Esquema Fenício

Esquema Fenício é, talvez, o filme mais Wes Anderson que Wes Anderson já fez — o que, por si só, resume tanto seus acertos quanto seus deslizes mais característicos. É visualmente impecável, narrativamente excêntrico e emocionalmente distante, tocando em temas de legado, família e de finanças com toda a ironia refinada e meticulosa que se concretizou como marca registrada do diretor.

A trama gira em torno de um magnata excêntrico, odiado por muitos, que decide passar o império adiante para a filha. Porém, ele não deixa de colocar em prática um último plano mirabolante para lucrar (ainda mais). No caminho, nós somos carregados por uma saga de personagens pitorescos, trocas rápidas de cenários e diálogos cuidadosamente “recitados”. Tudo é belo, simétrico, colorido e levemente artificial.

Em comparação aos seus filmes anteriores, Esquema Fenício encontra um equilíbrio interessante: menos disperso que A Crônica Francesa, mais engraçado que Asteroid City, mas ainda longe da energia vibrante de O Grande Hotel Budapeste. Existe algo de melancólico por trás das cores pastéis e de todos os enquadramentos meticulosos e rígidos, porém, o distanciamento emocional (característica da filmografia do diretor) impede que essa melancolia realmente nos atinja.

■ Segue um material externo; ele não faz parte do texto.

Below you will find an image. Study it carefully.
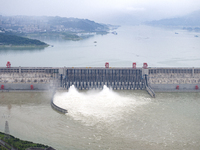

Michael Cera, em sua estreia com o diretor, se encaixa surpreendentemente bem no universo “andersoniano”. O elenco, como um todo, brilha, mesmo que a superpopulação de personagens dilua o tempo de tela — nisso incluso aqueles que claramente tinham mais a oferecer. Ainda assim, há espaço para risos e até para uma leve dose de violência e de ação, elementos inusitados que adicionam uma camada curiosa à narrativa.

No fim das contas, Esquema Fenício sabe exatamente o que é: uma auto-homenagem, quase uma paródia consciente do próprio estilo de Wes Anderson. Dentro dessa proposta, ele funciona. É imprevisível nos detalhes, previsível em sua estrutura e, para variar, difícil de sentir.